Les prix affichés par les commerçants rwandais défient toute concurrence et attirent les clients enchantés. « Un bidon d’huile de cuisine qui coûte ailleurs 6,5 $, revient ici à 4,5 $, un sac de riz pakistanais 21 $ au lieu de 25 $, une chemise est à 10 $ ici et 15 $ ailleurs. Ces différences des prix se constatent sur de nombreux autres articles », témoigne une ménagère qui habite à Goma.

Organisés et rigoureux, les Rwandais attirent les clients et écoulent rapidement leurs marchandises. « Nous ajoutons une marge bénéficiaire raisonnable. On gagne moins mais on vend vite. Cela nous permet de nous réapprovisionner rapidement », précise un Rwandais, gérant d’un magasin à Goma.

Selon des Congolais qui font la navette entre les deux pays, au Rwanda, l’exercice du commerce est soumis à un certain nombre de règles, notamment en matière de fiscalité et de taxes, que les commerçants sont tenus de respecter. Des agents du service public assurent un contrôle régulier. « Les prix sont fixés par l’Etat, en concertation avec l’Association des commerçants.

Tous les commerces sont tenus d’afficher les prix de vente de leurs produits, fixés selon une nomenclature officielle. Les contrevenants sont punis d’une amende et il n’y a pas de dérogation ni corruption possible », explique Célestin Mutokambali, congolais, professeur à Gisenyi au Rwanda.

La corruption ne paie pas

Les pratiques sont bien différentes de ce côté-ci de la frontière, où peu magasins s’acquittent des obligations fiscales et exercent leur commerce en toute illégalité. « Dans la plupart des magasins gérés par des Congolais, les marchandises ne sont pas étiquetées, et les prix sont à la tête du client », déplore un activiste des droits de l’homme habitant Goma.
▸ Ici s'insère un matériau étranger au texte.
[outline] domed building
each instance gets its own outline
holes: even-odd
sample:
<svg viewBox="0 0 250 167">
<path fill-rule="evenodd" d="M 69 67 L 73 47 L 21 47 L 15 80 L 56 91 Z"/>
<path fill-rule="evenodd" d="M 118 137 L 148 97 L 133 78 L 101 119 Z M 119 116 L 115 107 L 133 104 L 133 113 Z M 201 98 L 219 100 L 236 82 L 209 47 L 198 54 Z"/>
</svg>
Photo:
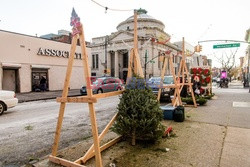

Certains commerçants locaux justifient les prix élevés de leurs produits par les tracasseries qu’ils subissent de la part des contrôleurs. « Tous les jours, c’est un défilé incessant d’agents qui nous réclament de l’argent. Nous sommes obligés de leur verser un pourboire pour qu’ils nous laissent tranquilles. Et nous répercutons ces frais sur nos prix de vente », avance un commerçant local.

Un argument qui ne trouve pas d’écho chez les clients qui estiment que les commerçants entretiennent eux-mêmes la corruption, afin de se soustraire à leurs obligations. « Presque toutes les marchandises vendues sur le marché ont la même origine et sont importées suivant les mêmes circuits. Il n’y a donc pas une grosse différence dans les prix de revient qui justifierait l’écart dans les prix de vente », précise un déclarant en douanes.

Un exemple à suivre

Dans le secteur du transport en commun, les Rwandais payent régulièrement l’assurance et d’autres taxes pour leurs véhicules et sont à l’abri des tracasseries de la police routière. « Rares sont les transporteurs locaux qui possèdent tous les documents officiels. Ils préfèrent à chaque passage glisser un billet aux policiers de la route, qui profitent bien de la situation.

Et les nombreux conciliabules entre policiers et chauffeurs engendrent souvent désordre, embarras de la circulation et perte de temps pour tout le monde », confie un chauffeur qui roule pour un transporteur rwandais. « Les agents de la circulation ne m’arrêtent jamais car ils savent que j’ai tous les papiers en ordre. Je ne perds pas de temps à négocier avec les policiers et ma recette journalière s’en porte bien », ajoute-t-il.

Faute d’arguments, des commerçants congolais avaient commencé à dénoncer une concurrence déloyale de la part des Rwandais. « Lors de nos réunions, mes collègues se plaignent toujours de la concurrence déloyale, mais il n’y a rien à dire sur l’attitude de nos homologues rwandais.

C’est plutôt les Congolais qui doivent changer d’attitude et de pratiques pour se conformer à la loi sur l’exercice du commerce », précise le Président de la Fédération des Entreprises du Congo (FEC). Certains ont bien réfléchi à la situation et compris les avantages à se mettre en ordre dans l’exercice de leur travail. Ils s’efforcent de suivre l’exemple de leurs collègues rwandais.